Exakte Konkurrenzbeobachtung
Zuerst die ganz unmystisch-harten Fakten: Die dritte Generation des Kleinwagens von Mazda ist mit 4,06 Meter fast exakt genauso lang wie ein VW Polo. Die Optik ähnelt vor allem dem Mazda 3. Die Designsprache, die auch schon für den CX-5, den 6 und den 3 galt, heißt Kodo. Damit sieht der stets fünftürige Kleine richtig schick aus: nicht so kühl und nüchtern wie der Polo, sondern gerade in Rot ziemlich sportlich. Hinter die Gestaltung kann man jedenfalls getrost ein Häkchen setzen – sehr gelungen.
Innen so schick wie außen
Auch der Innenraum sieht gut aus, wie ich nach dem Einsteigen feststelle. Während Mazda-Fahrzeuge innen bisher oft ziemlich düster waren, besitzt mein Testfahrzeug eine Leiste aus weißem Leder am Armaturenbrett. Auch eine gewisse Individualisierung ist möglich. So soll es in Deutschland zum Marktstart Ende Februar 2015 eine Red Edition geben, die unter anderem mit roten Luftausströmern glänzt. Auch geben die Sitze vernünftigen Seitenhalt. Die Bedienung gibt keine Rätsel auf, allerdings ließ sich die Verarbeitung anhand des getesteten Vorserien-Modells noch nicht beurteilen: Im Testwagen wackelte die Bedieneinheit in der Mittelkonsole, der rechte Scheibenwischer fiel nach einer Stunde Fahrt völlig aus, und auch das Start-Stopp-System wollte bald nicht mehr.

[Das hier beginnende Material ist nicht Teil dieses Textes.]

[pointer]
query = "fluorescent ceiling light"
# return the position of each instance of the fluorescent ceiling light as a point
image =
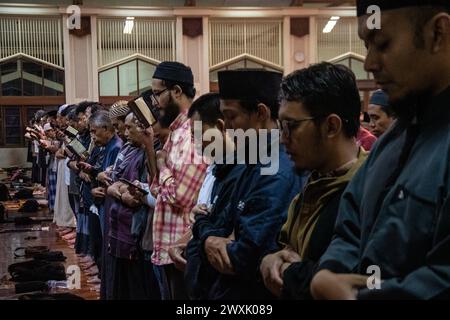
(129, 24)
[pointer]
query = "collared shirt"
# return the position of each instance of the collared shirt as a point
(395, 213)
(176, 189)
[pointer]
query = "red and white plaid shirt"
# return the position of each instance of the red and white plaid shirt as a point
(176, 189)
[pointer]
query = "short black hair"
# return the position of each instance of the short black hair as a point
(67, 109)
(96, 106)
(72, 115)
(208, 107)
(388, 110)
(419, 16)
(188, 90)
(82, 106)
(251, 105)
(324, 89)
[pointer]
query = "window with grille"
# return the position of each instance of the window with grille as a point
(26, 77)
(154, 39)
(38, 37)
(130, 78)
(342, 39)
(262, 39)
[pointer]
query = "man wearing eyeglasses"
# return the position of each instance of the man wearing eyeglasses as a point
(178, 179)
(319, 115)
(394, 219)
(233, 239)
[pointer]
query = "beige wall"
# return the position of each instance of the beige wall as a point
(13, 157)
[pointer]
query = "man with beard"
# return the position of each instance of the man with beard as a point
(394, 217)
(320, 138)
(249, 204)
(127, 275)
(177, 180)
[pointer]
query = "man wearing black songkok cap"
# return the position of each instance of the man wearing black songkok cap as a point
(257, 208)
(394, 217)
(178, 178)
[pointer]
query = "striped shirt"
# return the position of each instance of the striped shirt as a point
(176, 189)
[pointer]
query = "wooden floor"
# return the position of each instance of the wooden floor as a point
(10, 241)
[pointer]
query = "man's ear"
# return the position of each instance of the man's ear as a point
(333, 125)
(220, 124)
(177, 91)
(440, 25)
(263, 112)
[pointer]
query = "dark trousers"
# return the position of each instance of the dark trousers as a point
(171, 282)
(131, 280)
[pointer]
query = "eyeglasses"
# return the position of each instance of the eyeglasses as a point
(288, 125)
(156, 95)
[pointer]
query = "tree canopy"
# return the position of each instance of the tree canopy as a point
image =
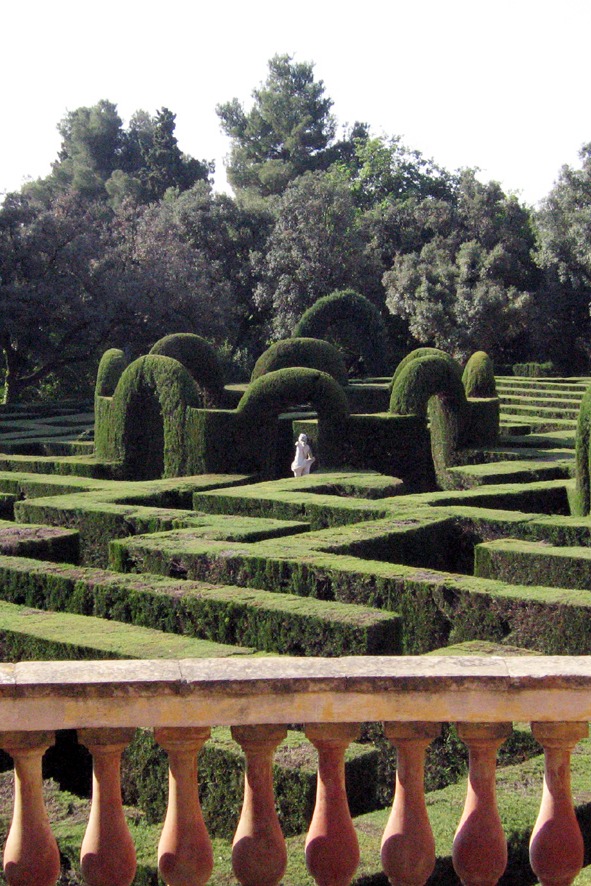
(99, 158)
(287, 132)
(125, 241)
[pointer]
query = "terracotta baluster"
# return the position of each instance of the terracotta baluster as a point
(31, 856)
(480, 848)
(185, 855)
(556, 845)
(107, 855)
(408, 847)
(332, 849)
(259, 857)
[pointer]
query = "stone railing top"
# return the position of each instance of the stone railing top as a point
(196, 692)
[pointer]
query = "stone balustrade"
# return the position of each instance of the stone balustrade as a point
(258, 697)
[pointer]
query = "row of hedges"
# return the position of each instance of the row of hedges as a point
(221, 780)
(227, 615)
(31, 635)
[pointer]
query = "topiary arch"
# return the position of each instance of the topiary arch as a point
(149, 416)
(351, 320)
(313, 353)
(201, 361)
(425, 352)
(280, 390)
(432, 383)
(479, 376)
(109, 371)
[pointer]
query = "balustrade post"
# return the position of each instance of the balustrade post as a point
(259, 856)
(408, 847)
(480, 848)
(556, 848)
(107, 855)
(185, 854)
(332, 849)
(31, 856)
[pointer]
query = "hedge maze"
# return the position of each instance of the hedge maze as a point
(448, 510)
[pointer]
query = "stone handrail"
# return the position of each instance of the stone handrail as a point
(258, 697)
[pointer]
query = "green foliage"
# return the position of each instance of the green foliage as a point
(149, 418)
(384, 170)
(311, 352)
(353, 323)
(110, 369)
(286, 132)
(199, 358)
(425, 377)
(479, 376)
(466, 280)
(98, 158)
(535, 370)
(315, 247)
(276, 391)
(482, 422)
(432, 384)
(221, 780)
(582, 499)
(424, 352)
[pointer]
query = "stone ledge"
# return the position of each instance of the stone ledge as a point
(41, 695)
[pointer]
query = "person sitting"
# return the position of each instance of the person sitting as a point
(304, 459)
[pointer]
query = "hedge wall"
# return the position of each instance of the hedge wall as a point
(221, 780)
(227, 615)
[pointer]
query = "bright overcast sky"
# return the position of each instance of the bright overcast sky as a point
(503, 85)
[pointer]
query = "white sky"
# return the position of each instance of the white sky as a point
(500, 85)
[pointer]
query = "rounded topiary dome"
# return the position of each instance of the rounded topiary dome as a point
(349, 319)
(418, 353)
(423, 378)
(479, 376)
(199, 358)
(277, 391)
(312, 353)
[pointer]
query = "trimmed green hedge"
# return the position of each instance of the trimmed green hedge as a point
(431, 384)
(311, 352)
(40, 542)
(418, 354)
(228, 615)
(582, 498)
(149, 415)
(352, 320)
(276, 391)
(395, 445)
(221, 780)
(479, 376)
(535, 370)
(201, 361)
(534, 563)
(33, 635)
(110, 369)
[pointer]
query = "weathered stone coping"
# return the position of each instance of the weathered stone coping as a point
(53, 695)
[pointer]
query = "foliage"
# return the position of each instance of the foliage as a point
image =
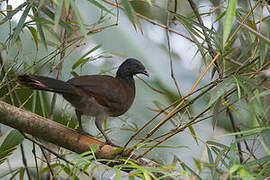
(236, 97)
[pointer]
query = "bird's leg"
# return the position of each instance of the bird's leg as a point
(99, 121)
(79, 115)
(80, 129)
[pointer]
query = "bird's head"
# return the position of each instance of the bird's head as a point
(131, 67)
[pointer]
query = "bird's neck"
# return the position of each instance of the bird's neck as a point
(127, 79)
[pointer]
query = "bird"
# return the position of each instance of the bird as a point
(99, 96)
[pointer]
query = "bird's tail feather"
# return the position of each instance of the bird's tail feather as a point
(45, 83)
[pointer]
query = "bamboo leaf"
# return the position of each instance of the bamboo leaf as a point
(97, 4)
(129, 12)
(220, 90)
(34, 35)
(78, 17)
(83, 59)
(58, 12)
(39, 27)
(20, 25)
(193, 133)
(228, 22)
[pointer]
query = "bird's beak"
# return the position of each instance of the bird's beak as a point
(144, 72)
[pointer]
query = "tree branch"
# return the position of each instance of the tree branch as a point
(51, 131)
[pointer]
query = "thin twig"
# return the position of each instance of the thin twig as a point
(25, 162)
(207, 39)
(228, 111)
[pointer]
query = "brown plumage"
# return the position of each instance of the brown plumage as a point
(94, 95)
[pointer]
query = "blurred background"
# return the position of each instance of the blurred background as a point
(181, 51)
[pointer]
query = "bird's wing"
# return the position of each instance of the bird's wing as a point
(107, 90)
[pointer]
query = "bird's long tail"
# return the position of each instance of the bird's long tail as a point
(45, 84)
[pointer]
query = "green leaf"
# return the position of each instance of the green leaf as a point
(228, 22)
(78, 17)
(193, 133)
(39, 27)
(83, 59)
(10, 144)
(264, 93)
(117, 173)
(220, 90)
(13, 171)
(13, 12)
(258, 161)
(58, 12)
(97, 4)
(20, 25)
(149, 2)
(34, 35)
(129, 12)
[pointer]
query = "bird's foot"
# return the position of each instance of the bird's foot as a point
(81, 132)
(109, 142)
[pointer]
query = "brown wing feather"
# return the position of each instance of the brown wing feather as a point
(107, 91)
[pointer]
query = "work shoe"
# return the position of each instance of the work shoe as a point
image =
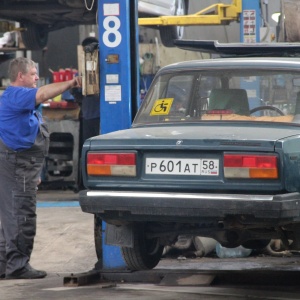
(27, 273)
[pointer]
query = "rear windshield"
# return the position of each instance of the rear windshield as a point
(222, 95)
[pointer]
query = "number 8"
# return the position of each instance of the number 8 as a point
(112, 30)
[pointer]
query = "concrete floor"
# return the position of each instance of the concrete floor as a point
(64, 246)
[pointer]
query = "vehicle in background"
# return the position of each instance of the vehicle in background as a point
(39, 17)
(214, 151)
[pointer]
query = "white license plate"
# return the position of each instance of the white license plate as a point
(182, 166)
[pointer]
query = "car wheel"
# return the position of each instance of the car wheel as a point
(170, 33)
(145, 254)
(34, 37)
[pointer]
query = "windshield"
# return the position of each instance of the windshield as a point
(240, 95)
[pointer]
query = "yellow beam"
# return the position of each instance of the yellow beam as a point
(216, 14)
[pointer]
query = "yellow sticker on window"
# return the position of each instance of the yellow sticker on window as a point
(161, 107)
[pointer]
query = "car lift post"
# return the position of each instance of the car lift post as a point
(250, 25)
(119, 83)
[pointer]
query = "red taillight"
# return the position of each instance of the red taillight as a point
(250, 166)
(111, 164)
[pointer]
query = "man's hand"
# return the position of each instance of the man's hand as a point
(77, 81)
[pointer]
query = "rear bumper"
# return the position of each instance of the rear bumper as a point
(190, 207)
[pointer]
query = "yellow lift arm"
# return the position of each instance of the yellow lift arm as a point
(216, 14)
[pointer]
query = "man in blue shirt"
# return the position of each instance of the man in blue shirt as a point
(24, 142)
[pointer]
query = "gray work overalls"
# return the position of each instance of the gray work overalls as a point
(19, 176)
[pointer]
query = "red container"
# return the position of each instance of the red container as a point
(56, 76)
(68, 74)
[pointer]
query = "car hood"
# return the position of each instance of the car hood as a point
(226, 135)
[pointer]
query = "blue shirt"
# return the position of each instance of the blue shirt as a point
(18, 123)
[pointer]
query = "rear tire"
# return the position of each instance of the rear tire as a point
(145, 254)
(34, 37)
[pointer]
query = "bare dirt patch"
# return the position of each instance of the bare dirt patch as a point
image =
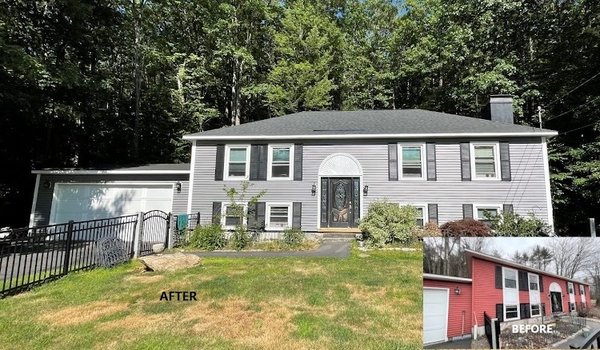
(82, 313)
(144, 278)
(264, 325)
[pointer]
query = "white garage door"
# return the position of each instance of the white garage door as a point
(435, 315)
(96, 201)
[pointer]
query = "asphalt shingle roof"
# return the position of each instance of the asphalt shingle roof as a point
(370, 122)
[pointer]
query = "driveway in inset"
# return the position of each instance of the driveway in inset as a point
(328, 249)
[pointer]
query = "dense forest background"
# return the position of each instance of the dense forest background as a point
(103, 83)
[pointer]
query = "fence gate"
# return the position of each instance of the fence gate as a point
(155, 229)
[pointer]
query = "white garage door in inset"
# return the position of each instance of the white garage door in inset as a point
(81, 202)
(435, 315)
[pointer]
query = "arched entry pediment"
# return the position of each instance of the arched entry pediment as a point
(340, 164)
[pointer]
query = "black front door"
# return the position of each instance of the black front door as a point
(556, 299)
(340, 201)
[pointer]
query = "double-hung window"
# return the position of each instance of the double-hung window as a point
(412, 161)
(237, 162)
(510, 278)
(535, 310)
(533, 282)
(485, 162)
(233, 215)
(278, 216)
(281, 162)
(487, 213)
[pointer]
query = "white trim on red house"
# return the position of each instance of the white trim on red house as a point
(435, 277)
(370, 136)
(504, 262)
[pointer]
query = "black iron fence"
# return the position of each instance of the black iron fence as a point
(35, 255)
(492, 331)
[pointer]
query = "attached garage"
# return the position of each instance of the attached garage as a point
(84, 194)
(435, 315)
(446, 308)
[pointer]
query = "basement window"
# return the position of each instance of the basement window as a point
(512, 311)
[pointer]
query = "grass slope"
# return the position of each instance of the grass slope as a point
(367, 301)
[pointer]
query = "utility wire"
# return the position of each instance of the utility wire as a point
(577, 87)
(574, 108)
(579, 128)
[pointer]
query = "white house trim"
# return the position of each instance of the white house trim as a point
(270, 162)
(373, 136)
(226, 176)
(34, 203)
(191, 180)
(496, 150)
(547, 179)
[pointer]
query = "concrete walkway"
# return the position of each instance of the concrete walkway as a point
(328, 249)
(592, 325)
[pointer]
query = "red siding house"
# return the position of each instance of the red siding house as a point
(513, 293)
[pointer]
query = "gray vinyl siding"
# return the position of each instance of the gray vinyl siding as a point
(43, 204)
(526, 191)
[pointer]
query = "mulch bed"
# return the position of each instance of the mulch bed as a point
(561, 331)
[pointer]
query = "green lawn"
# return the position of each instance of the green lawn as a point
(367, 301)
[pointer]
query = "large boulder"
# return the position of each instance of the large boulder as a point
(169, 262)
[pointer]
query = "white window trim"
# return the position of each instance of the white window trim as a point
(504, 269)
(476, 208)
(226, 165)
(531, 310)
(419, 205)
(496, 146)
(270, 162)
(423, 162)
(268, 215)
(224, 216)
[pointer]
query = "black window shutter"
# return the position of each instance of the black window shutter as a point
(465, 161)
(393, 162)
(297, 215)
(263, 154)
(260, 215)
(498, 277)
(431, 163)
(500, 312)
(219, 162)
(433, 214)
(505, 161)
(523, 281)
(216, 213)
(467, 211)
(254, 162)
(298, 155)
(324, 196)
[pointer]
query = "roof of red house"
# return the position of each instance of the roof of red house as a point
(474, 254)
(431, 276)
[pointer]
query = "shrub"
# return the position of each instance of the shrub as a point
(429, 230)
(209, 237)
(465, 228)
(512, 224)
(240, 238)
(292, 237)
(388, 222)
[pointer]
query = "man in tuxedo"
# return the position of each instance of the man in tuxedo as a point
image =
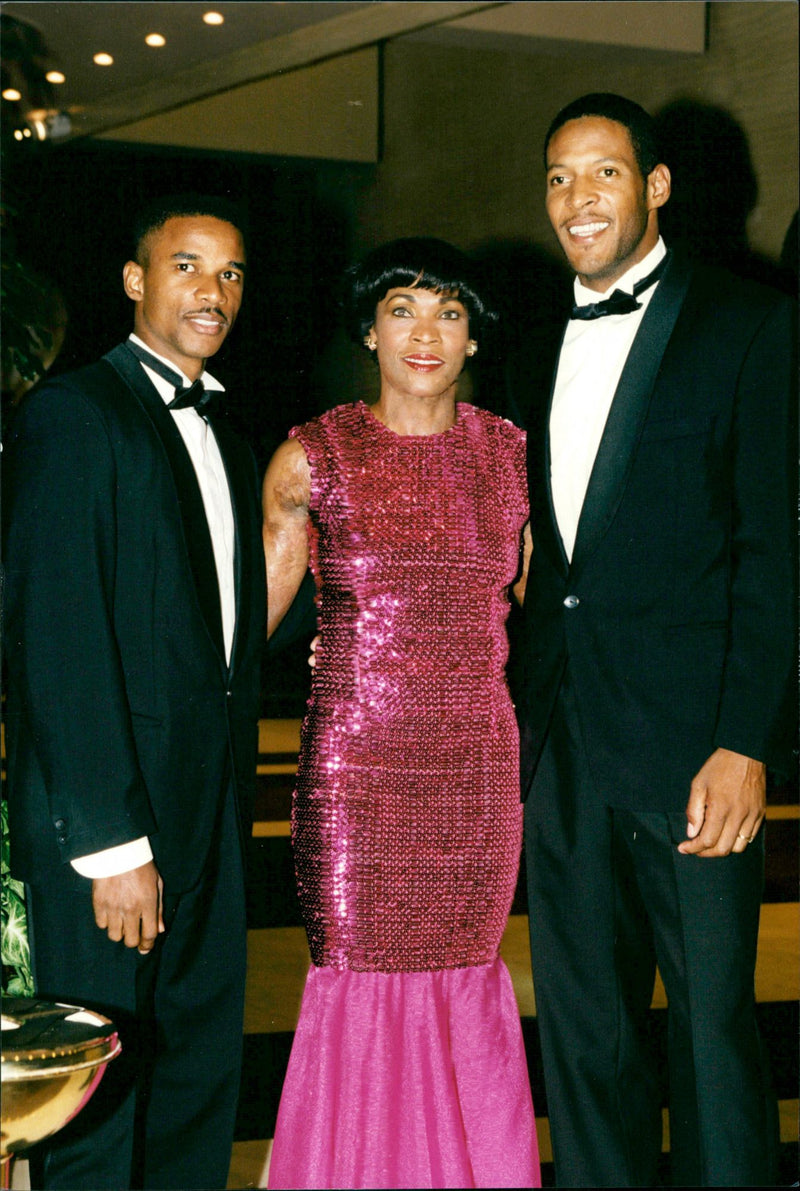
(135, 622)
(652, 673)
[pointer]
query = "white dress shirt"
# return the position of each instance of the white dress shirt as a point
(212, 480)
(592, 359)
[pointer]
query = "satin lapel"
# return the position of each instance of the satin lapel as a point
(193, 513)
(629, 411)
(239, 481)
(544, 525)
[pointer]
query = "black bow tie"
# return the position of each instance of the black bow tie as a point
(186, 396)
(620, 303)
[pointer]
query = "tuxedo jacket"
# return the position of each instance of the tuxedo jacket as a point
(675, 616)
(124, 718)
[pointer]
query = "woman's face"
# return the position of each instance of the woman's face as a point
(422, 338)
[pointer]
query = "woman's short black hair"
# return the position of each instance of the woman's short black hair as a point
(639, 124)
(419, 261)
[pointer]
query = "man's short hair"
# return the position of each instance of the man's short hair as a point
(639, 124)
(155, 213)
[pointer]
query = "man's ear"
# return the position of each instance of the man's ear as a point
(658, 186)
(133, 280)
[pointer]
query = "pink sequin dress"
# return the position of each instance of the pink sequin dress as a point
(407, 1067)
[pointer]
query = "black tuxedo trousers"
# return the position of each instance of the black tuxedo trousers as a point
(125, 718)
(668, 634)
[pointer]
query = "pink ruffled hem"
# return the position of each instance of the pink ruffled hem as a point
(407, 1080)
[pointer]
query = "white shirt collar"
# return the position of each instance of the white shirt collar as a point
(627, 280)
(164, 388)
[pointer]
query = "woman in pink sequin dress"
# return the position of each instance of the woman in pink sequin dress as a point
(407, 1067)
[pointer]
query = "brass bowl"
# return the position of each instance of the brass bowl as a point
(54, 1057)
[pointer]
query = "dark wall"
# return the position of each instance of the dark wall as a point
(72, 210)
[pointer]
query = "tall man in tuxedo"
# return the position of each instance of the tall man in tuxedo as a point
(135, 622)
(652, 672)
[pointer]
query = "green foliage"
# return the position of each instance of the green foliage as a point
(17, 976)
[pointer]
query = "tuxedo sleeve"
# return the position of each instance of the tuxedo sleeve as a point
(64, 667)
(755, 712)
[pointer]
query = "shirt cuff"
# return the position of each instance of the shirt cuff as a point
(114, 861)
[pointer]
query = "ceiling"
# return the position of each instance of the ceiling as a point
(254, 41)
(258, 41)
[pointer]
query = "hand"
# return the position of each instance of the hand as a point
(129, 906)
(312, 655)
(726, 805)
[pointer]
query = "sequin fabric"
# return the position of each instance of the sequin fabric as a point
(406, 818)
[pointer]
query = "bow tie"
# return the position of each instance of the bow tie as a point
(193, 396)
(620, 303)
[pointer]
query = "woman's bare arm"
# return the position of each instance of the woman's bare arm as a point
(285, 497)
(527, 549)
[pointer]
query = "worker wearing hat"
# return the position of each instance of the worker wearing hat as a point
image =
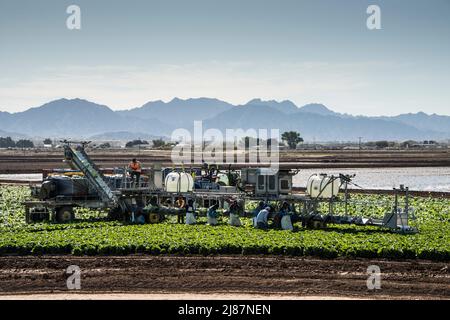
(262, 218)
(135, 170)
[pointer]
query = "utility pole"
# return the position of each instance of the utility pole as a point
(359, 145)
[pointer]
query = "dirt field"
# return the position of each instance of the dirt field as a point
(220, 277)
(12, 161)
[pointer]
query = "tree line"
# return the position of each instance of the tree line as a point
(8, 142)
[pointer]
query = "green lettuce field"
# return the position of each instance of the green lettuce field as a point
(92, 235)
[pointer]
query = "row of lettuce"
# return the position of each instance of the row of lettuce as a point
(86, 237)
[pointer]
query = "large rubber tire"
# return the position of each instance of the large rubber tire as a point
(65, 214)
(38, 215)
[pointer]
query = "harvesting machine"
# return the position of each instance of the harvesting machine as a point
(86, 185)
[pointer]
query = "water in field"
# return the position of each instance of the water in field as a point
(22, 177)
(423, 179)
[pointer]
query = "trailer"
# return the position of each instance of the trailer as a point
(87, 186)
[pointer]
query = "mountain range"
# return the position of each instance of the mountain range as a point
(78, 118)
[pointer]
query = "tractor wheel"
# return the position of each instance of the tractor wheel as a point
(316, 224)
(154, 218)
(65, 214)
(39, 215)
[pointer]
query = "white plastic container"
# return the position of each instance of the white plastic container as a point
(323, 186)
(179, 182)
(222, 179)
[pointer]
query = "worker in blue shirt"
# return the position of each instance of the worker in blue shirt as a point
(261, 206)
(212, 214)
(284, 210)
(262, 218)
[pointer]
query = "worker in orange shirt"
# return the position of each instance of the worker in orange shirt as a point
(135, 170)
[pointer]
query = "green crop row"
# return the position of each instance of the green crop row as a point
(101, 237)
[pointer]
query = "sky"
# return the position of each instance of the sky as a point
(130, 52)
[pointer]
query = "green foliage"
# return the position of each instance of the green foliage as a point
(292, 138)
(101, 237)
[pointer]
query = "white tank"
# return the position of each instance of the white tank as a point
(222, 179)
(179, 182)
(323, 186)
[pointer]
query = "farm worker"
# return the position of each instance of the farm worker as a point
(212, 214)
(135, 169)
(234, 214)
(262, 218)
(180, 203)
(285, 217)
(190, 212)
(261, 205)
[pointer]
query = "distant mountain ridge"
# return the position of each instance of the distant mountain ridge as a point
(78, 118)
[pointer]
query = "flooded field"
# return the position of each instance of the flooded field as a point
(421, 179)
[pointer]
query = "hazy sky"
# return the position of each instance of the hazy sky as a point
(130, 52)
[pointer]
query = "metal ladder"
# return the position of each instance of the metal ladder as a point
(78, 159)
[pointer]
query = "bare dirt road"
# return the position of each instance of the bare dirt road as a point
(220, 277)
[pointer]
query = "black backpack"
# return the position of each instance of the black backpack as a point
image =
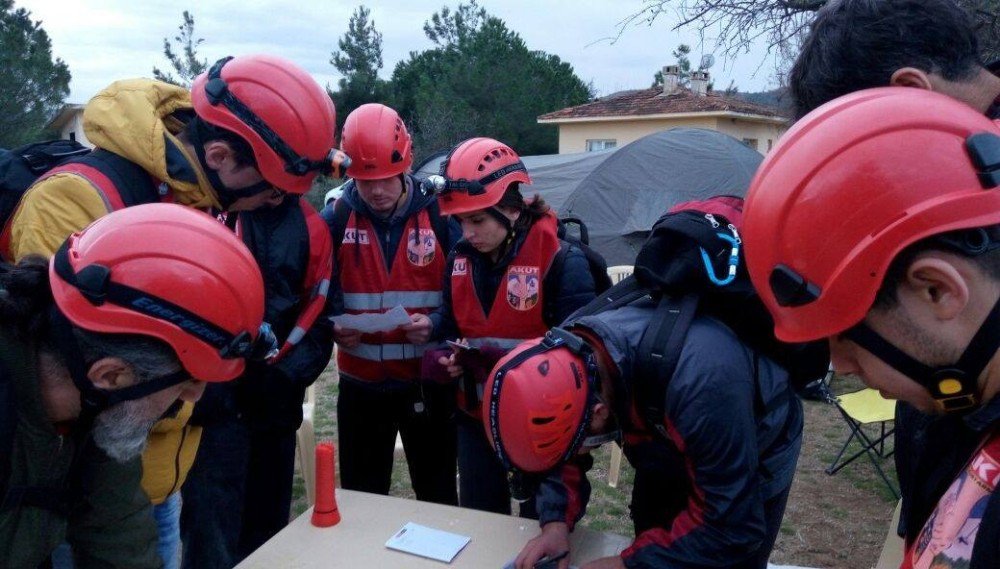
(119, 180)
(20, 167)
(692, 263)
(598, 266)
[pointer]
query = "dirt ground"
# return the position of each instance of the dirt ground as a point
(836, 522)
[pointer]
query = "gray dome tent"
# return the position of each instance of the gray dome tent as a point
(620, 193)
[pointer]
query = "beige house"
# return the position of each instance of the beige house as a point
(623, 117)
(68, 124)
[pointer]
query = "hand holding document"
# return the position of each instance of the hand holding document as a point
(374, 322)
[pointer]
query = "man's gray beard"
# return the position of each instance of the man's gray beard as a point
(122, 430)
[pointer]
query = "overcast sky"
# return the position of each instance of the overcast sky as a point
(105, 40)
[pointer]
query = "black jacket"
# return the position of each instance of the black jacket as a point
(704, 498)
(270, 397)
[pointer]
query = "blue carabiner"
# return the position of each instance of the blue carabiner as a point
(734, 259)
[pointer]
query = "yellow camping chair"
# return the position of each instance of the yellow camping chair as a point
(860, 409)
(617, 273)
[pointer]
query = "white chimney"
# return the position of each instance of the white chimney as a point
(699, 83)
(671, 79)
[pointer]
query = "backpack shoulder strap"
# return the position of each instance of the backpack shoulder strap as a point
(129, 182)
(625, 292)
(439, 224)
(658, 354)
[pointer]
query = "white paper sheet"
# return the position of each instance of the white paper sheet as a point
(374, 322)
(428, 542)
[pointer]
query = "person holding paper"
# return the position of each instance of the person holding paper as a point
(509, 279)
(390, 243)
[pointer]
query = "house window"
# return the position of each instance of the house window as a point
(601, 144)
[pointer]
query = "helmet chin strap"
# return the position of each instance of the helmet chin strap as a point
(955, 388)
(94, 400)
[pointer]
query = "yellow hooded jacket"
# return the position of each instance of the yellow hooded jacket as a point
(134, 119)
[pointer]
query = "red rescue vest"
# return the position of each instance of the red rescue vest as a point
(413, 282)
(517, 311)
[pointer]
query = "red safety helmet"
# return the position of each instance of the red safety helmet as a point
(538, 400)
(849, 187)
(166, 271)
(476, 174)
(378, 143)
(278, 108)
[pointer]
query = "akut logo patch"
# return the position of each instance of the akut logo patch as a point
(522, 287)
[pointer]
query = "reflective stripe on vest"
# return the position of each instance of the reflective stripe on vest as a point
(502, 343)
(391, 299)
(386, 352)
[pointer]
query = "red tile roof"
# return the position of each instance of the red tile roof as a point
(653, 102)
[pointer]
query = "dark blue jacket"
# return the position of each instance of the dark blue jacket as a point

Navi mit ungewöhnlichem Bedienkonzept
Das Navi aber arbeitet problemlos. Es handelt sich um ein Einbaugerät, das auch ohne Handy funktioniert. Verbindet man zusätzlich noch das iPhone oder den Androiden mit dem System, stehen Zusatzfunktionen bereit. So kann man zum Beispiel die im Telefon gespeicherten Kontakt-Adressen anfahren. Ungewöhnlich an dem Navi ist das duale Bedienkonzept: Im Stand fungiert das Sieben-Zoll-Display als Touchscreen, während der Fahrt ist nur die Bedienung mittels Controller-Knopf möglich – das soll die Ablenkung verringern.
Fehlender Turbo
Der Motor wird im Mazda 2 stets per Knopf gestartet. Man hat die Wahl zwischen einem 1,5-Liter-Benziner in den Leistungsstufen 75, 90 und 115 PS sowie einem 1,6-Liter-Diesel mit 105 PS. Der getestete Topbenziner reißt nicht zu Begeisterungsstürmen hin. Vor allem fehlt es ihm an Druck von unten: Bei 2.000 Touren darf man noch kein Temperament erwarten. Das maximale Drehmoment steht erst bei 4.000 Touren bereit und beträgt auch dann nur 148 Newtonmeter. Zum Vergleich: Der VW Polo 1.2 TSI mit 110 PS bietet 175 Newtonmeter ab 1.500 Touren. Das dürfte so manchen stören, der an Turbobenziner gewöhnt ist, man muss hier zumindest umlernen und die Gänge höher ausdrehen. Dann bleibt auch der Vortrieb nicht aus: Tempo 100 erreicht der kleine Mazda nach 8,7 Sekunden, der Polo braucht eine halbe Sekunde länger.
Eher niedriger Verbrauch
Selbst bei den benötigten, höheren Drehzahlen bleibt es im Mazda 2 angenehm leise. Das Aggregat verbraucht auch wegen der hochtourigen Gangart nicht mehr, eher im Gegenteil: Der Bordcomputer meldete nach der Testfahrt einen Wert von 6,2 Liter je 100 Kilometer. Der Aufschlag gegenüber dem Normverbrauch von 4,9 Liter ist damit moderat. Beim Spritsparen helfen dem Mazda 2 die serienmäßige Start-Stopp-Automatik und dem Topmodell zusätzlich eine Bremsenergie-Rückgewinnung auf Kondensator-Basis. Vor allem aber soll die Skyactiv-Technik einen Vorteil bei den realen Verbräuchen ergeben: Während alle Welt auf Downsizing setzt und kleine Hubräume mit Turboaufladung kombiniert, setzen die Mazda-Ingenieure auf Saugmotoren mit großen Hubräumen und ungewöhnlichen Verdichtungszahlen – beim Benziner hohe Verdichtung, beim Diesel niedrige.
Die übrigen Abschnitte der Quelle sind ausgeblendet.